La cosa se da la vuelta más tarde, cuando Proteo es obligado a irse también a Milán, donde se reencuentra con Valentín, que resulta que ahora está colado por Silvia. Y al ver a Silvia, Proteo se olvida de Julia y se pone palote con la chica que le gusta a su amigo. Una chica que, por otra parte, es pretendida por un tal Thurio, amigo del padre de Silvia. Personajes femeninos que van como canicas de mano en mano sin poder decir mucho. La cosa se va enredando y más vale que no contemos nada más, que vayáis a verla y que comprobéis hasta qué punto Shakespeare podría ser guionista de La isla de las tentaciones… o cualquier otro atentado televisivo made in Tele 5.

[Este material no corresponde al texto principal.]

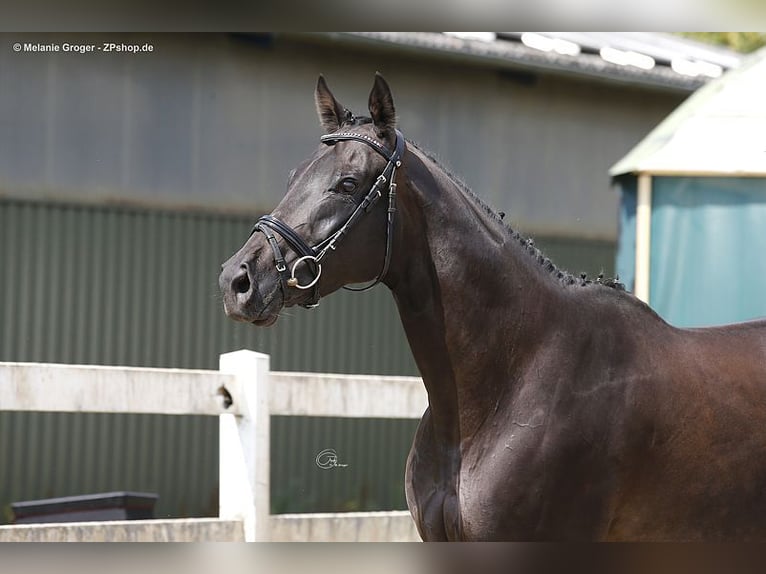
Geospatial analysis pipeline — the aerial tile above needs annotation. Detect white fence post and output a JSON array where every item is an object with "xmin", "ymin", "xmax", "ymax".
[{"xmin": 218, "ymin": 350, "xmax": 270, "ymax": 542}]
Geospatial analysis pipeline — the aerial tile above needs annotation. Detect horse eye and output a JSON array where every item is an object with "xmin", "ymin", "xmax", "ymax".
[{"xmin": 340, "ymin": 178, "xmax": 357, "ymax": 193}]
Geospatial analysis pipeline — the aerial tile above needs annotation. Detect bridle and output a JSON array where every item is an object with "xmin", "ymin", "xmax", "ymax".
[
  {"xmin": 249, "ymin": 127, "xmax": 405, "ymax": 309},
  {"xmin": 250, "ymin": 127, "xmax": 405, "ymax": 309}
]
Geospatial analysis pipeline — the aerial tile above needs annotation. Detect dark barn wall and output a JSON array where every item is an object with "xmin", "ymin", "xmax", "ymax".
[
  {"xmin": 0, "ymin": 33, "xmax": 683, "ymax": 521},
  {"xmin": 0, "ymin": 33, "xmax": 684, "ymax": 239}
]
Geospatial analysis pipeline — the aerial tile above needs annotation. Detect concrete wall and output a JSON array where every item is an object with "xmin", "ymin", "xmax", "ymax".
[
  {"xmin": 0, "ymin": 518, "xmax": 244, "ymax": 542},
  {"xmin": 0, "ymin": 513, "xmax": 420, "ymax": 542}
]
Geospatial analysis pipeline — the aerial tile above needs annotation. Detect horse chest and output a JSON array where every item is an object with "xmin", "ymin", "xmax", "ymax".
[
  {"xmin": 407, "ymin": 407, "xmax": 616, "ymax": 541},
  {"xmin": 406, "ymin": 410, "xmax": 551, "ymax": 541},
  {"xmin": 404, "ymin": 410, "xmax": 463, "ymax": 540},
  {"xmin": 456, "ymin": 433, "xmax": 547, "ymax": 540}
]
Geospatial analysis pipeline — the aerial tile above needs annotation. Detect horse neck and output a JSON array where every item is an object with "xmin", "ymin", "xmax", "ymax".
[{"xmin": 386, "ymin": 147, "xmax": 570, "ymax": 444}]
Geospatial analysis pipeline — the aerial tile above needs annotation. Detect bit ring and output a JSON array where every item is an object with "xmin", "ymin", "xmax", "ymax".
[{"xmin": 288, "ymin": 255, "xmax": 322, "ymax": 290}]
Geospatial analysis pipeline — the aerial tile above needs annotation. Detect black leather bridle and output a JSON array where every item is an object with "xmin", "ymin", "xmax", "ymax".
[{"xmin": 249, "ymin": 128, "xmax": 405, "ymax": 309}]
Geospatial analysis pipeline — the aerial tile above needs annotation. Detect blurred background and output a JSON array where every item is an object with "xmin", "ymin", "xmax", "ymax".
[{"xmin": 0, "ymin": 31, "xmax": 762, "ymax": 522}]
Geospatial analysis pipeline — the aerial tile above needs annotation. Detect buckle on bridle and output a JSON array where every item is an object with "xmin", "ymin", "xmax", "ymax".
[{"xmin": 364, "ymin": 175, "xmax": 387, "ymax": 213}]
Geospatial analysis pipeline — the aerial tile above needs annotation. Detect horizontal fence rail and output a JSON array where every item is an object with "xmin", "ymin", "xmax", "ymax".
[
  {"xmin": 270, "ymin": 372, "xmax": 425, "ymax": 418},
  {"xmin": 0, "ymin": 362, "xmax": 240, "ymax": 416},
  {"xmin": 0, "ymin": 350, "xmax": 427, "ymax": 542}
]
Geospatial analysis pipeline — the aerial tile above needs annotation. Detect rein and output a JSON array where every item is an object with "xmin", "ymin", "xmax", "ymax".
[{"xmin": 250, "ymin": 128, "xmax": 405, "ymax": 308}]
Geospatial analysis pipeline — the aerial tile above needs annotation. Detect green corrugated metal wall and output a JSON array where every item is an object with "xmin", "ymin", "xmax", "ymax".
[
  {"xmin": 0, "ymin": 199, "xmax": 417, "ymax": 373},
  {"xmin": 0, "ymin": 198, "xmax": 614, "ymax": 522},
  {"xmin": 270, "ymin": 416, "xmax": 421, "ymax": 514},
  {"xmin": 0, "ymin": 198, "xmax": 419, "ymax": 522}
]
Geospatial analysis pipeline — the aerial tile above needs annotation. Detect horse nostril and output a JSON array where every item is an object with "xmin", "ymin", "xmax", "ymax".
[{"xmin": 232, "ymin": 265, "xmax": 251, "ymax": 295}]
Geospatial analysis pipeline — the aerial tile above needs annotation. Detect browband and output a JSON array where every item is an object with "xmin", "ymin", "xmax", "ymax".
[{"xmin": 320, "ymin": 131, "xmax": 399, "ymax": 163}]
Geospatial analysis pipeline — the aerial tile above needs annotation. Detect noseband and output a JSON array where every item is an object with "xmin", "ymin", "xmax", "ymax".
[{"xmin": 250, "ymin": 128, "xmax": 405, "ymax": 309}]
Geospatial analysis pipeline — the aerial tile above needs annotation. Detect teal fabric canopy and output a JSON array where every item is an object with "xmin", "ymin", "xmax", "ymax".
[
  {"xmin": 613, "ymin": 47, "xmax": 766, "ymax": 329},
  {"xmin": 644, "ymin": 177, "xmax": 766, "ymax": 327}
]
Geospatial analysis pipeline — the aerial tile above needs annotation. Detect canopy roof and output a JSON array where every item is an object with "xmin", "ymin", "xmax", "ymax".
[{"xmin": 610, "ymin": 47, "xmax": 766, "ymax": 177}]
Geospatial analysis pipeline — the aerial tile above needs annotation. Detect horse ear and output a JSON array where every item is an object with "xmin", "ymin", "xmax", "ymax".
[
  {"xmin": 315, "ymin": 75, "xmax": 347, "ymax": 133},
  {"xmin": 368, "ymin": 72, "xmax": 396, "ymax": 139}
]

El montaje es limpio y preciso, la historia a pesar del enredo se entiende y se sigue perfectamente, han hecho una buena poda al texto original. Puesta en escena muy de corral barroco, con un sencillo muro en el centro de un escenario desnudo, un elemento que sirve para todo y con el que el maestro Declan Donellan juega a placer. Pero si cabe destacar algo por encima de todo es el trabajo de los actores, volcados en lo cómico pero sin dejar de interpretar personajes, no caricaturas, aunque hay algunos que parecen dibujos animados por cómo se mueven, principalmente los dos protagonistas, Manuel Moya en el papel de Valentín y Alfredo Noval como Proteo. Irene Serrano y Rebeca Matellán, sus amadas (porque ellos siempre con el posesivo por delante), parecen más instaladas en el cliché, pero sin duda es exigencia de autor y director. Y quienes se llevan aplausos y ovaciones son Alberto Gómez como Thurio, Jorge Basanta como padre de Duque (que termina siendo sinónimo de patriarcado que todo lo pone en orden) y, sobre todo, la grandísima Goizalde Núñez, que se lleva al público al bolsillo cada vez que aparece. Su monólogo con el no-perro es para enmarcar y no olvidar jamás. Qué bien le sienta este teatro a esta actriz desde que hace 25 años apareció como un obús de la comedia en aquellas míticas Maravillas de Cervantes que dirigió Joan Font.